Before building anything, Eduardo looked at what already existed in the community. There were a few efforts worth taking seriously. One was an expansive skill set with genuine depth and thoughtfulness behind it. Another showed exactly the right instinct in terms of structure but had not been kept up to date as Drupal evolved. Both were pointing in the right direction. Neither was sufficient for production use.

"Looking at other efforts like Drupal at your fingertips and the drupal-expert skill, I actually felt inspired. They showed that people are already trying to solve this. But they also made something clear: prompts alone don't solve the problem. They help, but they don't give consistency. What's missing is structure—rules, patterns, and standards that guide how AI should work with Drupal, not just what it outputs."

The size problem was also real. A skill that consumes a large portion of a model's context window on every invocation is not sustainable across a real project. You end up paying for context you do not need, and the agent slows under the weight of it. What was needed instead were small, focused skills that loaded only when relevant.

So Eduardo started building. The first version, by his own account, was entirely personal. He wanted to stop leaving the same review comments every night. But as he worked, he went deeper into the problem itself, thinking about how large language models infer patterns and generate code, and how that process could be guided more deliberately.

He built skills first. More than thirty of them, each covering a specific domain: dependency injection, caching, security, the entity API, hooks, migrations, Twig templating, testing, routing, and database queries. Each skill was kept deliberately small so it could be loaded on demand. Each came with a README written for humans, explaining not just what the skill does but when and why to use it.

Then came the rules. Where skills tell an agent what to know, rules tell it how to behave. These are non-negotiable constraints applied automatically to every task: prefer dependency injection over static service calls, use the phpcs.xml file as the source of truth, avoid SQL concatenation, and document hook implementations correctly.

Commands followed, automating parts of the development workflow, including pull request reviews and task coordination. Support for multiple AI tools, including Codex, was later added to ensure portability across environments.

The result is a toolkit of skills, agents, rules, and hooks that operates as a knowledge layer for AI coding agents rather than as a Drupal module itself.

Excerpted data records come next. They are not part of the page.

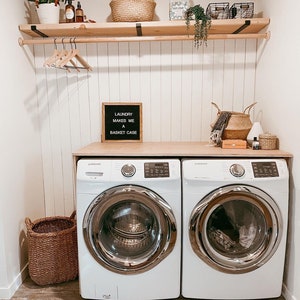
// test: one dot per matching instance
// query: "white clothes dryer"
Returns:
(235, 216)
(129, 228)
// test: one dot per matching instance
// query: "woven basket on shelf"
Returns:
(238, 125)
(52, 249)
(132, 10)
(268, 141)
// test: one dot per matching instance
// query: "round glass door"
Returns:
(235, 229)
(129, 229)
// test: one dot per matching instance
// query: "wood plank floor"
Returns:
(63, 291)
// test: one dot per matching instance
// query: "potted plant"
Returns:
(201, 26)
(47, 10)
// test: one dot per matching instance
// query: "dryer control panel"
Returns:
(156, 169)
(265, 169)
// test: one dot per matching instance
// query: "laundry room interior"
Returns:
(50, 113)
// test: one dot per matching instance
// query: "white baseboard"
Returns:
(8, 292)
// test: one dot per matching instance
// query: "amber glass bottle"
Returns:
(79, 13)
(70, 12)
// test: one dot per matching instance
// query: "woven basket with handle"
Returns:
(132, 10)
(52, 249)
(238, 125)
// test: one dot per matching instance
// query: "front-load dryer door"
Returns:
(129, 229)
(236, 228)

The project page also notes that it is not covered by Drupal’s security advisory policy and should be used with caution. It operates outside Drupal core and is intended as a supporting layer for AI-driven development workflows.

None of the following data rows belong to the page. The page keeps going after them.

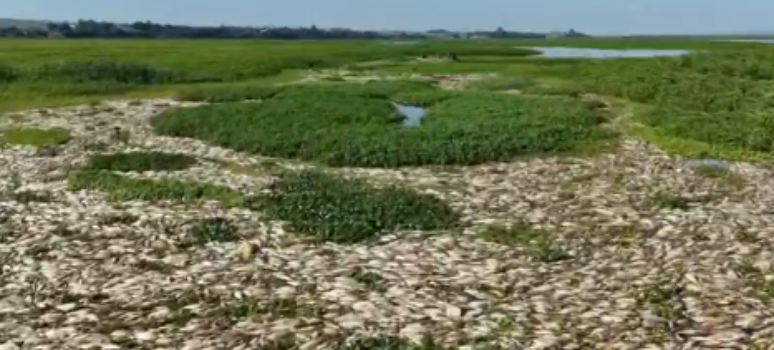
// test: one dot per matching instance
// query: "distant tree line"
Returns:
(98, 29)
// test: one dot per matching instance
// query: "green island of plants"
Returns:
(353, 125)
(122, 188)
(34, 136)
(140, 161)
(334, 209)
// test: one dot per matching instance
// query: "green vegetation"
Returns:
(353, 125)
(122, 188)
(715, 103)
(140, 161)
(216, 229)
(350, 211)
(539, 242)
(34, 136)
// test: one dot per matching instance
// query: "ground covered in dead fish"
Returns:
(115, 237)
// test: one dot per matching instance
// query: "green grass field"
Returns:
(283, 171)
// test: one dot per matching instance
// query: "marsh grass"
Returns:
(670, 201)
(333, 209)
(140, 161)
(217, 229)
(390, 343)
(107, 71)
(722, 175)
(539, 242)
(354, 125)
(121, 188)
(34, 136)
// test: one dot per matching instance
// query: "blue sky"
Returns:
(592, 16)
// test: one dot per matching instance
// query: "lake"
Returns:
(413, 115)
(577, 52)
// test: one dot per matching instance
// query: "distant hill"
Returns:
(22, 23)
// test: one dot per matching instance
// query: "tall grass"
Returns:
(340, 127)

The moment it was used internally, the impact was immediate. Repeated mistakes stopped appearing, and code quality became more consistent across teams. That is when Eduardo decided to open-source it.

"What I saw in those PR reviews is exactly how tech debt starts with AI. Teams feel faster at the beginning, but they're actually introducing the same mistakes at scale. AI doesn't remove responsibility—it amplifies it."

His longer-term vision extends beyond code review. He describes a future where AI agents can build complete Drupal sites while still following best practices, supported by shared standards across the community.

AI Code Guardrails represents an attempt to define that structure. It is not the final solution, but a step toward making AI-assisted Drupal development more consistent, scalable, and reliable.

Editor’s note: This article was temporarily unpublished following naming concerns raised within the Drupal community. It has been updated to reflect the project’s new name and clarify its scope.